三、覚悟
「おはようございま~す。お久しぶりです、皆さん」
テントの中には、掘り方さん(作業員)達が、持ち寄ったお菓子や手作りの漬物等並べて井戸端会議をしていた。
(この緩さ、だから発掘は穴掘りだの税金の無駄遣いと言われるんだよな)
黒川はそう思いつつ、腰をかける。
座った瞬間、「食べなっせ」と、原田のおばちゃんがタッパに入った白菜漬けを差し出す。
「ありがとう」
黒川は、二つばかり漬物を摘まむとポリポリと音をたてながら食べつつ、
「とりあえず、午前中は水あげするから、ある程度水がひいて人力で作業出来るまで、辺りの草むしりと道具の整備をお願いします」
「はい」
まばらな返事が聞こえる。
黒川は話を続ける。
「そして昼からは、いよいよ甕棺を御開帳します」
「いいホトケさんだと、いいけどね」
原田のおばちゃんは前向きに言った。
男性の掘り方三田が、
「なんか、やっぱり罰当たりじゃないか」
と、言いだすと、テント内に不穏な空気が流れる。
黒川は静かに息を飲むと、重い口調で言った。
「僕だって、今までの弥生時代とは違い、ひょっとしたら数十年前のお棺を開くのは、強い抵抗があるけど、これは仕事です。

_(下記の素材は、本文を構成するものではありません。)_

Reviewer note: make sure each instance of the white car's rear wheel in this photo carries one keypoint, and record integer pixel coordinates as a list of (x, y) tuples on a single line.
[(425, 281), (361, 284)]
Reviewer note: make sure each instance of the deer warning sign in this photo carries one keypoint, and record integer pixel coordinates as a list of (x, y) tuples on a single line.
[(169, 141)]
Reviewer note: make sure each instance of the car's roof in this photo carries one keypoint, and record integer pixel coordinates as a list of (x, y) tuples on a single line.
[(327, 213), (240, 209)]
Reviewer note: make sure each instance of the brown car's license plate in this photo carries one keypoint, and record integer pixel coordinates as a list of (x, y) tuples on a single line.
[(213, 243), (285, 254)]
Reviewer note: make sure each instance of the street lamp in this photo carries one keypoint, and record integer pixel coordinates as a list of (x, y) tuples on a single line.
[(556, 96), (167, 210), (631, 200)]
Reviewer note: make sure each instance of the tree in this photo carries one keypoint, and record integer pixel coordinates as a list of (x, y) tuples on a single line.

文化財を後生に伝えるという使命がある以上やってもらいます」
毅然とした態度でみんなに告知した。
静まり返るテントに末崎の、
「さぁ、さぁ、みなさん、仕事時間はとっくにはじまっています。さぁ、行きましょう」
ポンポンと手を叩き言う彼の発破に、掘方さんたちは渋々、重い腰をあげ外へ出た。
それから、遺構が見え始めたのは、ポンプを動かして一時間半ばかり経った頃だった。
「思ったより、水は早くひきましね」
末崎の言葉に黒川は頷く。
「ああ」
黒川は、作業員たちに現場に入るように指示を出し、人力でバケツや長柄杓を使って、遺構内に溜まった水を排除させる。
彼自らも先頭に立ち、バケツリレーに加わる。
ようやく、昼休み前には水を抜くことが出来た。
黒川は昼食もとらずに、準備にとりかかった。
本音としては食欲がわかなかった事もある。
ともかく、彼は一心不乱で作業に取り組む。
すっかり、空は澄み辺り、太陽が照りつけている。
キラキラとした日の光が眩しく、水分を含んだ地面が急激に温まりジトっとなる。
その陽気はじわじわと額に汗までかく。
昼休みも終わり、黒川はテント内に戻った。
神妙な面持ちで彼を見ているみんなを前に、目を閉じてじっと腕組みをしていたが、意を決し目を開くと、膝をポンと叩き立ち上がった。